Slater and Gordon (S&G) is to restructure its UK operation after posting an A$958m (£493m) loss for the six months ending 31 December 2015, primarily due to a hefty writedown of its UK business.
The Australian-listed firm has been given a two month deadline by its banks to deliver a repayment plan as it faces debt of A$741m.
Shares in the personal injury company closed at AU$0.58 on the ASX, dropping 30% in reaction to its half year results and subsequent announcements.
S&G managing director Andrew Grech said: ‘Clearly today’s results are very disappointing. In particular the decline in business performance in the UK is of serious concern to all at S&G and will equally be of concern to our investors. We will therefore be taking a number of necessary and significant steps to improve the operational performance of both the UK performance and the broader S&G group.’

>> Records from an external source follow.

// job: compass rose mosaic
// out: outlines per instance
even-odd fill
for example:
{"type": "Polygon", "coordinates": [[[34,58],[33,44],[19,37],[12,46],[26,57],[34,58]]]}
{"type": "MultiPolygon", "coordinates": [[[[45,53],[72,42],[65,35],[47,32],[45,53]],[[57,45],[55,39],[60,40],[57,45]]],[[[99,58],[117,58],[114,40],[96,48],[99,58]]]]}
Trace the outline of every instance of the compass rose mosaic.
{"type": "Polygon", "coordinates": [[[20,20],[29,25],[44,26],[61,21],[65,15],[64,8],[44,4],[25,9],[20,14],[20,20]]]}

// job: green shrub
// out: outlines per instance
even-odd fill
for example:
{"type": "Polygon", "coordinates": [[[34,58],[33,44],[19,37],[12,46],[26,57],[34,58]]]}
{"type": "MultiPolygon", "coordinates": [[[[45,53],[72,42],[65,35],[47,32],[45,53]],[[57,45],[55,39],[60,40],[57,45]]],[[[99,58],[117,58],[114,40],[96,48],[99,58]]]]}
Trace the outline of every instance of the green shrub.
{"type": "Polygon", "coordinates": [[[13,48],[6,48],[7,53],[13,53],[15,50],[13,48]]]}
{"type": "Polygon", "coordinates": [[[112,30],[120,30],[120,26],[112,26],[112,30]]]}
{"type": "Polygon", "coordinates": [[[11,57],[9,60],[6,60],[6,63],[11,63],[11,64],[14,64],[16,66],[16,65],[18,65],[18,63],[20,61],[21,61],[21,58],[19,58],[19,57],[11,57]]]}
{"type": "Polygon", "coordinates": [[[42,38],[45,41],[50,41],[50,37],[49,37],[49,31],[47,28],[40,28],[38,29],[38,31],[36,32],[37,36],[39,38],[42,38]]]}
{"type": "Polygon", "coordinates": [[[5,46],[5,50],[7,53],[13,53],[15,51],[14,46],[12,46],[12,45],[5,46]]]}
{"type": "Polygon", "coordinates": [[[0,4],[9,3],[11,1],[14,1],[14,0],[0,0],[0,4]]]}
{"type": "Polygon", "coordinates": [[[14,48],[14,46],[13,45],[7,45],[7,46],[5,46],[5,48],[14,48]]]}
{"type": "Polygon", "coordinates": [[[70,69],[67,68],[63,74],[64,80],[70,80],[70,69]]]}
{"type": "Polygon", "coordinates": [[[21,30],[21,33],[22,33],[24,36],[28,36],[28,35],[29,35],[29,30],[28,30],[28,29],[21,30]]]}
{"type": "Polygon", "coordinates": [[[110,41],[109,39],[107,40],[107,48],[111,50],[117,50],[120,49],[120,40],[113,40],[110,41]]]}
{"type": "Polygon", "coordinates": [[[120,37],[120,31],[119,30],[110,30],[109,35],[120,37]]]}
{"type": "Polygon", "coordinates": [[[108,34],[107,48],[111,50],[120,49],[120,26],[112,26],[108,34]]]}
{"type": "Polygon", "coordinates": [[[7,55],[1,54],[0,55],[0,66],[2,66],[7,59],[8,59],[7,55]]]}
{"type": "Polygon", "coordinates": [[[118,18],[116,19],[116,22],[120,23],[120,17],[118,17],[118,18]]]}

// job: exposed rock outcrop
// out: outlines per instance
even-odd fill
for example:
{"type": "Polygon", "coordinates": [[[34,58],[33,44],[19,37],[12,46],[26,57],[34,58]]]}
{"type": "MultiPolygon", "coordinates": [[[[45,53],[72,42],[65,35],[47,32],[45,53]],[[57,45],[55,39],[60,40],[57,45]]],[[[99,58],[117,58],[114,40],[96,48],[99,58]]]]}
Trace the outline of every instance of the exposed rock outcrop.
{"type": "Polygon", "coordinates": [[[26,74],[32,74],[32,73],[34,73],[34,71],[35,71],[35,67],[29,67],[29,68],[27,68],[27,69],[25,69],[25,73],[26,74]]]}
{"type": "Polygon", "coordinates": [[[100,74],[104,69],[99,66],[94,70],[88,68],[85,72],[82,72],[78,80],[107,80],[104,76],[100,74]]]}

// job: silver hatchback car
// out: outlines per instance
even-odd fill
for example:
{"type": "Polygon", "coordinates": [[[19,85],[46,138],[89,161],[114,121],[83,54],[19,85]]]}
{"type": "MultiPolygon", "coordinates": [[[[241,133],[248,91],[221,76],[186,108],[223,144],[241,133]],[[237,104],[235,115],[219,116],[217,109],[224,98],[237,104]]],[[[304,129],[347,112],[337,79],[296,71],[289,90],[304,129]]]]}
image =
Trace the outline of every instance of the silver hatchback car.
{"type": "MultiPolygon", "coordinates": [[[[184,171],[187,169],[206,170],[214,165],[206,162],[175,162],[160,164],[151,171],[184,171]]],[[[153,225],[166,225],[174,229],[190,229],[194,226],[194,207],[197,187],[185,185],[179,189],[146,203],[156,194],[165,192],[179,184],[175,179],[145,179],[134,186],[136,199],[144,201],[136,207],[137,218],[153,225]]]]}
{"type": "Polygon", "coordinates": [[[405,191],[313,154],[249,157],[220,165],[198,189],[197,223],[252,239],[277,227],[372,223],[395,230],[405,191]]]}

Last month S&G, which makes about 45% of its revenue in the UK, confirmed it was consulting on the closure of two its UK offices, which would affect 51 staff.
The company reported that in the UK while general law revenue was in line with expectations, personal injury law revenue was ‘materially weaker than expected’, and S&G said a new practice and case management system caused a loss of productivity in the first half.
The profits were significantly affected by a non-cash impairment charge of A$876.4m against goodwill, mostly due to a A$814.2m impairment in goodwill for its Slater Gordon Solutions unit, previously known as Quindell. The firm said the potential impact of the government’s planned changes which would limit personal injury claims, was a significant factor in the goodwill impairment.
It has been a turbulent year for the firm, which last week asked trading in its shares to be halted while it worked with auditors and advisers to finalise earnings.
In February the firm’s UK chief, Neil Kinsella, announced his retirement as UK head of general law, with Siri Siriwardene replacing him. The announcement coincided with media reports that S&G was in talks over debt restructuring and brought in FTI Consulting in a bid to address its financial health.
In the same month the company’s lenders appointed their own investigative accountants to look at the firm’s books. Red flags were raised after the firm withdrew earnings guidance late last year prompting rival firm Maurice Blackburn to open registrations to shareholders wanting to pursue a class action.
After S&G’s £637m purchase of insurance claims handler Quindell’s professional services division (PSD) in May last year, it was announced the Serious Fraud Office was investigating Quindell’s ‘business and accounting practices’ as the company published revised annual accounts for 2014 showing a £312m swing from profit to loss in its PSD. The change saw what was logged as a £175m pre-tax profit for the PSD corrected to a £137m loss.